I can't agree with this one. I enjoy Apple products and consider them to be of high quality, but they should not be the star example for user privacy. iCloud backups are turned on by default, which means they have access to the private key, and they considered adding a client-side detection system for "child pornography". From the standpoint of E2EE, enough is enough with the "gray area" in privacy systems. Either you don't fiddle/introspect with the content that goes through your communication medium, or you do.

>they should not be the star example for user privacy

They are not perfect, but I can't see anyone who does better overall.

>iCloud backups are turned on by default

I believe it is good default, as 90%+ of their users (would) care more about accidental data loss than privacy. When that changes, Apple will change the default.

>client-side detection system for "child pornography"

Yes, that's a very controversial move. But they made it client-side because it's more private than server-side.

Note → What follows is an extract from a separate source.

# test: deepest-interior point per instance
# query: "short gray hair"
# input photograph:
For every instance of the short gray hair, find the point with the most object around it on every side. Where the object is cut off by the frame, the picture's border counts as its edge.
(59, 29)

> I believe it is good default, as 90%+ of their users (would) care more about accidental data loss than privacy.

I think you're right about the numbers, but I don't understand why that justifies the default. Why even have a default? Why not just ask users what they want? It's not a hard question, and it even has the benefit of helping inform users about the feature.

> Yes, that's a very controversial move. But they made it client-side because it's more private than server-side.

So? Either it respects privacy or it doesn't in this kind of discussion. Lauding them for violating your privacy but not as much as they could otherwise is like lauding a mugger for only taking half of the cash in your wallet. Yeah it could have been worse, but that doesn't change the nature of their actions.